L’année 2010 est un tournant dans la vie politique de l’Afghanistan. Pour la première fois les députés issus des ethnies minoritaires, tadjik, hazâra, ouzbek … se trouvent majoritaires à l’Assemblée nationale afghane à la suite des élections législatives du 19 septembre 2010. Même si l’essentiel du pouvoir est concentré aux mains de Hamid Karzaï, cela marque une étape importante de la vie politique du pays. D’autant plus que le Parlement élu n’est pas favorable aux négociations telles que Hamid Karzaï le souhaite. Ce qui ne manquera pas de poser problème au volet politique de la stratégie d’Obama consistant à négocier entre le pouvoir central et les Talibans.

En effet, comme pour l’élection présidentielle, une partie des électeurs pachtounes, par conviction ou sous la menace des Talibans, n’ont pas voté. Le résultat : dans un pays où la démocratie se résume essentiellement à l’organisation d’élections, le vote a un caractère largement, sinon exclusivement, ethnique. Dans les zones de population mixte, les candidats pachtounes n’ont pas obtenu suffisamment de voix dans un scrutin de liste par province pour prétendre être majoritaire au Parlement. L’exemple de la province de Ghaznî très peuplée, représentant 11 sièges de députés sur 249 que contient le parlement, est frappant. La totalité des sièges fut gagnée par les candidats représentant la minorité hazâra très hostile aux Talibans. Une des conséquences de l’élection de ces nouveaux députés (plus de la moitié des députés sortants ont été battus) est que l’opposition politique au gouvernement de Hamid Karzaï menée par Dr. Abdullah semble dans une position plus forte que dans le parlement sortant. Un mois après l’annonce du résultat par la Commission électorale indépendante qui a épuisé toutes les plaintes et annulé près de ¼ des voix frauduleuses, Hamid Karzaï n’a pas procédé à l’ouverture de la nouvelle assemblée. Pire encore, après avoir échoué à invalider l’élection de certains députés farouchement opposés à son gouvernement, c’est le procureur général qui a engagé une procédure d’annulation du résultat des élections alors même que cela n’entre pas dans le domaine de ses compétences.

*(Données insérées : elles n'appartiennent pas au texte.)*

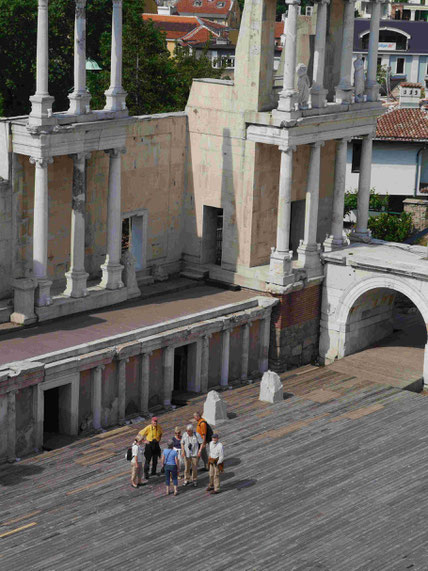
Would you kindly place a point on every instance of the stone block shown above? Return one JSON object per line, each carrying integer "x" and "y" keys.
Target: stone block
{"x": 271, "y": 388}
{"x": 215, "y": 409}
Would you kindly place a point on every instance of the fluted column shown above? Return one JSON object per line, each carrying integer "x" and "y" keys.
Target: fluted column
{"x": 144, "y": 383}
{"x": 41, "y": 101}
{"x": 245, "y": 350}
{"x": 121, "y": 388}
{"x": 309, "y": 249}
{"x": 336, "y": 239}
{"x": 362, "y": 233}
{"x": 205, "y": 362}
{"x": 76, "y": 276}
{"x": 116, "y": 95}
{"x": 11, "y": 426}
{"x": 40, "y": 231}
{"x": 168, "y": 375}
{"x": 80, "y": 98}
{"x": 372, "y": 86}
{"x": 288, "y": 95}
{"x": 97, "y": 375}
{"x": 281, "y": 256}
{"x": 225, "y": 356}
{"x": 318, "y": 93}
{"x": 112, "y": 269}
{"x": 344, "y": 89}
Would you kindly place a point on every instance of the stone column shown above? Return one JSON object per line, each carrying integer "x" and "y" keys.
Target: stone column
{"x": 264, "y": 343}
{"x": 336, "y": 239}
{"x": 309, "y": 249}
{"x": 112, "y": 269}
{"x": 225, "y": 355}
{"x": 40, "y": 231}
{"x": 41, "y": 101}
{"x": 144, "y": 383}
{"x": 281, "y": 256}
{"x": 116, "y": 95}
{"x": 362, "y": 233}
{"x": 288, "y": 95}
{"x": 372, "y": 86}
{"x": 168, "y": 375}
{"x": 11, "y": 426}
{"x": 121, "y": 389}
{"x": 76, "y": 276}
{"x": 344, "y": 89}
{"x": 97, "y": 376}
{"x": 205, "y": 362}
{"x": 245, "y": 350}
{"x": 80, "y": 98}
{"x": 318, "y": 93}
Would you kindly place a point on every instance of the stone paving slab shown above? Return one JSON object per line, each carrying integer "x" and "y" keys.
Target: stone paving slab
{"x": 88, "y": 327}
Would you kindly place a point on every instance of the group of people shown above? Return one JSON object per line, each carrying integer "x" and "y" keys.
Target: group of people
{"x": 183, "y": 450}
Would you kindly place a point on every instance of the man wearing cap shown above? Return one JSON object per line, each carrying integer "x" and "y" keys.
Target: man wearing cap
{"x": 215, "y": 463}
{"x": 152, "y": 434}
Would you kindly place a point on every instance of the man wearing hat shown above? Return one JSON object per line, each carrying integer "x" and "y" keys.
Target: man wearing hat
{"x": 152, "y": 434}
{"x": 215, "y": 463}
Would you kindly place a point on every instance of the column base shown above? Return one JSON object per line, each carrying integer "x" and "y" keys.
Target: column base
{"x": 41, "y": 110}
{"x": 76, "y": 284}
{"x": 115, "y": 99}
{"x": 112, "y": 276}
{"x": 43, "y": 292}
{"x": 280, "y": 272}
{"x": 79, "y": 103}
{"x": 319, "y": 98}
{"x": 332, "y": 243}
{"x": 365, "y": 237}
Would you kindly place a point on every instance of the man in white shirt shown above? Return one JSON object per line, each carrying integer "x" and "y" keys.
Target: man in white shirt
{"x": 215, "y": 463}
{"x": 190, "y": 443}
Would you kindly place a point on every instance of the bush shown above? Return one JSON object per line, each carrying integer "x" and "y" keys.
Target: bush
{"x": 391, "y": 227}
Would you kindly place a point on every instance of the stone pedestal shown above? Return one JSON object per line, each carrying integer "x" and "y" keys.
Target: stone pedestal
{"x": 23, "y": 301}
{"x": 271, "y": 388}
{"x": 215, "y": 409}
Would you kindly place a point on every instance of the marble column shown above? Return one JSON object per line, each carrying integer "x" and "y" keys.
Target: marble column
{"x": 281, "y": 256}
{"x": 362, "y": 233}
{"x": 41, "y": 101}
{"x": 318, "y": 93}
{"x": 264, "y": 343}
{"x": 116, "y": 95}
{"x": 309, "y": 250}
{"x": 168, "y": 375}
{"x": 372, "y": 86}
{"x": 344, "y": 90}
{"x": 245, "y": 350}
{"x": 97, "y": 375}
{"x": 336, "y": 239}
{"x": 144, "y": 383}
{"x": 112, "y": 269}
{"x": 121, "y": 389}
{"x": 205, "y": 362}
{"x": 80, "y": 98}
{"x": 11, "y": 426}
{"x": 76, "y": 276}
{"x": 288, "y": 95}
{"x": 225, "y": 356}
{"x": 40, "y": 231}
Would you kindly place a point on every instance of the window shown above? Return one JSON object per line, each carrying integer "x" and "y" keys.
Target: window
{"x": 356, "y": 156}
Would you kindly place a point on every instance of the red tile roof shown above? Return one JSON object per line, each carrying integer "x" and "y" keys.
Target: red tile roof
{"x": 212, "y": 7}
{"x": 403, "y": 125}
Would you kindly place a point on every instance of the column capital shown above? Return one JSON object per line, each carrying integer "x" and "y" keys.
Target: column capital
{"x": 115, "y": 152}
{"x": 41, "y": 162}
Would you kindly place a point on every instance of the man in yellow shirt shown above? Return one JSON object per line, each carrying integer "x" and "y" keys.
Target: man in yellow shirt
{"x": 152, "y": 435}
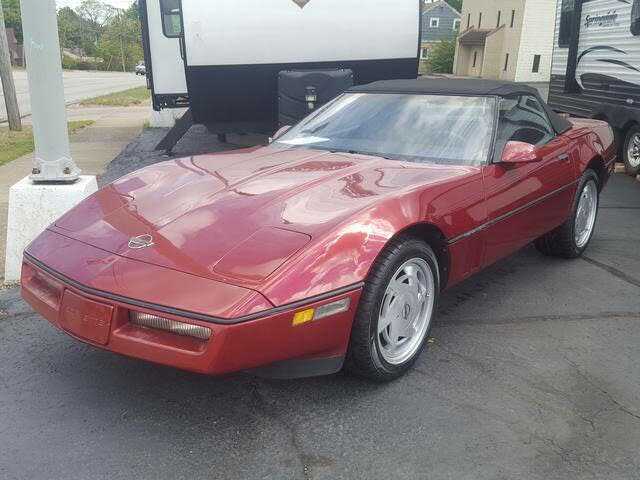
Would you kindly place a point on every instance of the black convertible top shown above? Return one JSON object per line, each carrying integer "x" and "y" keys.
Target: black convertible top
{"x": 462, "y": 86}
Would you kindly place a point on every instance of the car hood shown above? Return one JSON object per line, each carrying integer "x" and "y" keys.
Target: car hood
{"x": 238, "y": 216}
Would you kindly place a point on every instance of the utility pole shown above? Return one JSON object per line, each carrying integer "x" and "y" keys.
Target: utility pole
{"x": 53, "y": 161}
{"x": 6, "y": 73}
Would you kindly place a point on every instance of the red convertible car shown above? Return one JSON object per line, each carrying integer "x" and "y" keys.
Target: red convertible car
{"x": 329, "y": 247}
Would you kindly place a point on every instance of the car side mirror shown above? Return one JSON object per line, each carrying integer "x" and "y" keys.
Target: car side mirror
{"x": 519, "y": 152}
{"x": 279, "y": 133}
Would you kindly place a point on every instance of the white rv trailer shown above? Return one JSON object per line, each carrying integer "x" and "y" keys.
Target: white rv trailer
{"x": 163, "y": 59}
{"x": 596, "y": 67}
{"x": 223, "y": 57}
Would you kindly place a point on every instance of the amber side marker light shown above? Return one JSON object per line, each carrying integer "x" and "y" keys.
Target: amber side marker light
{"x": 311, "y": 314}
{"x": 171, "y": 326}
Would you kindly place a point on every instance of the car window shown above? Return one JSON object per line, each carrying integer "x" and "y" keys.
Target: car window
{"x": 446, "y": 129}
{"x": 523, "y": 119}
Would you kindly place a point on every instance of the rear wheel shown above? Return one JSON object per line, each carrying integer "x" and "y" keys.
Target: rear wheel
{"x": 572, "y": 238}
{"x": 631, "y": 151}
{"x": 396, "y": 311}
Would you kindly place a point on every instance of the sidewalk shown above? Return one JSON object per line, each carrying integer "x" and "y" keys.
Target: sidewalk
{"x": 92, "y": 149}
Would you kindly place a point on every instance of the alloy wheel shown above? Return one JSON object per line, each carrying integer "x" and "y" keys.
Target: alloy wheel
{"x": 406, "y": 311}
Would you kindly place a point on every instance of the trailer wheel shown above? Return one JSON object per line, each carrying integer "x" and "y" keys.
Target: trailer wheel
{"x": 631, "y": 151}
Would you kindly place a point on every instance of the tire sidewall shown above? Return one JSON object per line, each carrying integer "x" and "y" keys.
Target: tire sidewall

La situation politique en Afghanistan n’est pas étrangère au conflit entre deux visions au sein de l’administration américaine : celle des militaires défendue par le général David Petraeus, commandant en chef des forces américaines en Afghanistan et l’amiral Michael Mullen, le chef d’état-major des armées et celle des politiques, défendue par feu Richard Holbrook et le vice-président Joe Biden. Les militaires doutent de la capacité de l’armée et du gouvernement afghan à assurer la sécurité d’ici 2014, et ne souhaitent pas que juillet 2011 et fin 2014, pour le début et la fin du retrait, soient « inscrites dans le marbre ». Or, Joe Biden vient de provoquer un émoi chez ceux qui sont hostiles aux Talibans, ses propos ayant été largement commentés dans les journaux de Kaboul, en affirmant d’une manière encore plus claire qu’auparavant : « Nous commençons à évacuer dès juillet 2011 nos troupes et quoi qu’il arrive, nos soldats auront quitté l’Afghanistan à la fin 2014 ». (19 décembre NBC, émission « Face à face avec la presse »).

L’année 2011 s’annonce par conséquent une année charnière pour la présence américaine en Afghanistan et l’issue de la guerre. Assistera-t-on à plus d’ouverture vis-à-vis de la rébellion et à l’amorce des négociations tant attendues entre le pouvoir central et les Talibans ou, au contraire, sous la pression des militaires américains, va-t-on inaugurer un deuxième front au Pakistan encore plus désastreux que le front afghan ?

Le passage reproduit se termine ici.